AuroraServerlessPostgresClusterSecretAttachment:
  Type: AWS::SecretsManager::SecretTargetAttachment

  Properties:
    SecretId: !Ref AuroraSecret
    TargetId: !Ref AuroraServerlessPostgresCluster
    TargetType: AWS::RDS::DBCluster

For the purposes of this example, I’m assuming that the above templates are defined in separate yaml files.

With that, in your serverless.yml they would need to be included in resources section.

resources:
  - ${ file(infrastructure/vpc/vpc.yml) }
  - ${ file(infrastructure/aurora/subnet-group.yml) }
  - ${ file(infrastructure/aurora/security-group.yml) }
  - ${ file(infrastructure/aurora/secret.yml) }
  - ${ file(infrastructure/aurora/serverless-cluster.yml) }

You will also need to add the relevant IAMRoleStatements for the RDS Data API and the Secrets Manager.

The AWS SDK includes an RDSDataService that can be used to connect to and excute commands to your RDS Instance.

Here’s the Javascript RDSDataService SDK for reference.
https://docs.aws.amazon.com/AWSJavaScriptSDK/latest/AWS/RDSDataService.html

I hope this was helpful, it took me a while to initially figure out.

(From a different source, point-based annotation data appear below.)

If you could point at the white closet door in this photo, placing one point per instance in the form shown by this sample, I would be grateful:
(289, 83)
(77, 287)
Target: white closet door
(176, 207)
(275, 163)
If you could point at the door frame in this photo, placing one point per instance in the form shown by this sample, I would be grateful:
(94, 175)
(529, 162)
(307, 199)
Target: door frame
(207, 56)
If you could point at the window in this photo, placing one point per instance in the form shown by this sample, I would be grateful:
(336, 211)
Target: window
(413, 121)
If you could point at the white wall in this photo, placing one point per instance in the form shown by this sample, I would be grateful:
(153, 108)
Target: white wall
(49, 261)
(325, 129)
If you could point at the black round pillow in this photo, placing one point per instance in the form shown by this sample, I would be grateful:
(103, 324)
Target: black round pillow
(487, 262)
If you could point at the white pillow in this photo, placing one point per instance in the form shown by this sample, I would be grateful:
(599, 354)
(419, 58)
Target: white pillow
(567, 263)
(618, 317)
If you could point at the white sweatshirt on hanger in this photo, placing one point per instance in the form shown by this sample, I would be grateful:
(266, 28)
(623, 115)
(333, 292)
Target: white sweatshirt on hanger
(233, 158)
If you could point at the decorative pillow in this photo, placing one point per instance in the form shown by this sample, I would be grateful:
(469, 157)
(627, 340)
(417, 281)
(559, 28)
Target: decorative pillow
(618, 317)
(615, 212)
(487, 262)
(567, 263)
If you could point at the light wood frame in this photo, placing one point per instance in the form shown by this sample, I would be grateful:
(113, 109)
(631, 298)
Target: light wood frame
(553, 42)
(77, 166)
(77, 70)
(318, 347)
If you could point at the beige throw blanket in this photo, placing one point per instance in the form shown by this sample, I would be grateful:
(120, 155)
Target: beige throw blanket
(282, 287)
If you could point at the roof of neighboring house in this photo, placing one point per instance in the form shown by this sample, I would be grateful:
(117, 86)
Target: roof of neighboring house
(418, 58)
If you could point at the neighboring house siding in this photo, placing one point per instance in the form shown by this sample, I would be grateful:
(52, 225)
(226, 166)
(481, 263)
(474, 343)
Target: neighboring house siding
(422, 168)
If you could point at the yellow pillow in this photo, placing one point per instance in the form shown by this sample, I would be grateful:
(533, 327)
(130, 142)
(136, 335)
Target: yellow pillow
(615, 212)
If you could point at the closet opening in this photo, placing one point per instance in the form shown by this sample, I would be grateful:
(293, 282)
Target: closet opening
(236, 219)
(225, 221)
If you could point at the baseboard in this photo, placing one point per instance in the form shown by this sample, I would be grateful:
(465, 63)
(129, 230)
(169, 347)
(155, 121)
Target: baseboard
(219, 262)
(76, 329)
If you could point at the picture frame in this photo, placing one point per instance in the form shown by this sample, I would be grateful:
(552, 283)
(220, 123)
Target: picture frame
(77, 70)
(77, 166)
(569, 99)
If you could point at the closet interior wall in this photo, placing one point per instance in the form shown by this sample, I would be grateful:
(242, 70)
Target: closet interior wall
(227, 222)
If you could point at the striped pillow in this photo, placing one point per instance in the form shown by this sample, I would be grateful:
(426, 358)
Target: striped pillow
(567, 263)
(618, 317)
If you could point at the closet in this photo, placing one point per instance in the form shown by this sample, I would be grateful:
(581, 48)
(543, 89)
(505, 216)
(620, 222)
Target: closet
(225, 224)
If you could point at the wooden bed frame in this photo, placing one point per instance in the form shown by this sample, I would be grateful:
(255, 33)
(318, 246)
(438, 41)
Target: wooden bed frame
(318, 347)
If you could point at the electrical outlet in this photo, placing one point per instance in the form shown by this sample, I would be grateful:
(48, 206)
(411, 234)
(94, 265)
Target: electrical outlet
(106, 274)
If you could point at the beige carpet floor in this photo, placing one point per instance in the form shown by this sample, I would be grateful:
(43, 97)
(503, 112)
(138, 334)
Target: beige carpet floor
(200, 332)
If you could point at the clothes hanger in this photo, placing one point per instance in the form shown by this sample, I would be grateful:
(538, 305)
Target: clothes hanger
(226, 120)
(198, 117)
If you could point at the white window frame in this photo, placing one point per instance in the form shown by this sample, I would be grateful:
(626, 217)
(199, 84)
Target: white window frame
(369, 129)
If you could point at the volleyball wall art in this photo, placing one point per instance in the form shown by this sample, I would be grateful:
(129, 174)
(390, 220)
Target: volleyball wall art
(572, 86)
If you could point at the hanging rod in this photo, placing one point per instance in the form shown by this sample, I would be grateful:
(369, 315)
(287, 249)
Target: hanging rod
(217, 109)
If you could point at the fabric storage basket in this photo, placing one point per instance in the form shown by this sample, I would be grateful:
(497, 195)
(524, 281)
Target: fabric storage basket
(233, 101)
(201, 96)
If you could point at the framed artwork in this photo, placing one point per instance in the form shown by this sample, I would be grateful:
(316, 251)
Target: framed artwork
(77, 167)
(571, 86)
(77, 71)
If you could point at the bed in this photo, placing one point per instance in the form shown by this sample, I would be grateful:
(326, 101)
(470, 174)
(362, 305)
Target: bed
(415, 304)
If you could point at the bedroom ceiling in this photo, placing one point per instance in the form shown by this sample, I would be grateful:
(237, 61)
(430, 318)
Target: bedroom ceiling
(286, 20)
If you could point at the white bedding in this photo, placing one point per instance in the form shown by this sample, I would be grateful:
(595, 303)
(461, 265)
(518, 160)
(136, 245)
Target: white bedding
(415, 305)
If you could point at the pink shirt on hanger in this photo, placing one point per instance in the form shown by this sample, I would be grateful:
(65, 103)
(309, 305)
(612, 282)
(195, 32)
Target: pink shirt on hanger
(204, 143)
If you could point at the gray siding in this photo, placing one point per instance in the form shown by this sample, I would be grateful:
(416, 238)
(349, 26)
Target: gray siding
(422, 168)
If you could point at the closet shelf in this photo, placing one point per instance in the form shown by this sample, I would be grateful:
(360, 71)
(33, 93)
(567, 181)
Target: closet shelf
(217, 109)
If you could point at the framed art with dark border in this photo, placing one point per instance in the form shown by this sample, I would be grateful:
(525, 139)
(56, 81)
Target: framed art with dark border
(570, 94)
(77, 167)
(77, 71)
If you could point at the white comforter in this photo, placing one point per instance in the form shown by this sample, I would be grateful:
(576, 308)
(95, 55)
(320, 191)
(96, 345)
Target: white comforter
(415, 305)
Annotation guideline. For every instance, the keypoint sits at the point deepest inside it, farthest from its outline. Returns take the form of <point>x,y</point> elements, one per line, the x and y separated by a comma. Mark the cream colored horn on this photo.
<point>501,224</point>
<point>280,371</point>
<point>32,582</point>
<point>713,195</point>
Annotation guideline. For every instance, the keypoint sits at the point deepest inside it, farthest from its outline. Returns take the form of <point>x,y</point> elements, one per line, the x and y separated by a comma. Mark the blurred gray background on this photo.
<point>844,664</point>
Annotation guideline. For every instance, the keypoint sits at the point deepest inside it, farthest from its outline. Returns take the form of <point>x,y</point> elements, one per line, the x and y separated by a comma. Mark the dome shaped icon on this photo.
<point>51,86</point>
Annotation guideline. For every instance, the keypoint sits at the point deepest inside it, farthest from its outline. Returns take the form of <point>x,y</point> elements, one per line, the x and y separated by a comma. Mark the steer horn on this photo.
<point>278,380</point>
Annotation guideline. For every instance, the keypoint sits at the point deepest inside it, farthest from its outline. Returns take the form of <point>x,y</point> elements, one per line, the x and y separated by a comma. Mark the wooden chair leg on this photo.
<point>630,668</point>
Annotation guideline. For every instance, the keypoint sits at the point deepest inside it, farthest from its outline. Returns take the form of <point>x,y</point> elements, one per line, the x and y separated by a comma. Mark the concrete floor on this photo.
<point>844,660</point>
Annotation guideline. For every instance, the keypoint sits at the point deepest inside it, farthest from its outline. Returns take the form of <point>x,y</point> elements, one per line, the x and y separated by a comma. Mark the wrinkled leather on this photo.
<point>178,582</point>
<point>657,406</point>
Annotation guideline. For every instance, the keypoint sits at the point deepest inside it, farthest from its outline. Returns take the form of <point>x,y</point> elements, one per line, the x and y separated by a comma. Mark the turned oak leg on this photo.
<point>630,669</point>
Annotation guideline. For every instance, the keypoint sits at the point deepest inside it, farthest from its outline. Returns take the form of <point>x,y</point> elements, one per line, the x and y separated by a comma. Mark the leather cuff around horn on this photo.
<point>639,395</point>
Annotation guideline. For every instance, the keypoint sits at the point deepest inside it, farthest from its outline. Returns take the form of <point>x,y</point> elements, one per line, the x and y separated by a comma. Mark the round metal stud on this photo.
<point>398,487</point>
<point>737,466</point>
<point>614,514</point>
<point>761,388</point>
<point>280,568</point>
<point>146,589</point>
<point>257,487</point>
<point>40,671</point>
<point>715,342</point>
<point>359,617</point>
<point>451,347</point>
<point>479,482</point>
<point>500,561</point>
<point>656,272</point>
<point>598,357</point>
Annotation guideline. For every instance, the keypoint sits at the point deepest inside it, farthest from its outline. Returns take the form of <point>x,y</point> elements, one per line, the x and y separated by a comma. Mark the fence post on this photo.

Thankfully enough the really long wait times is no longer an issue with Lambda as AWS has made some changes under the hood to correct that issue as of November last year if I recall.

I wasn’t aware of this, that’s awesome!

You can see the massive difference that this has made in function execution duration, with it dropping to 933 ms from 14.8 seconds!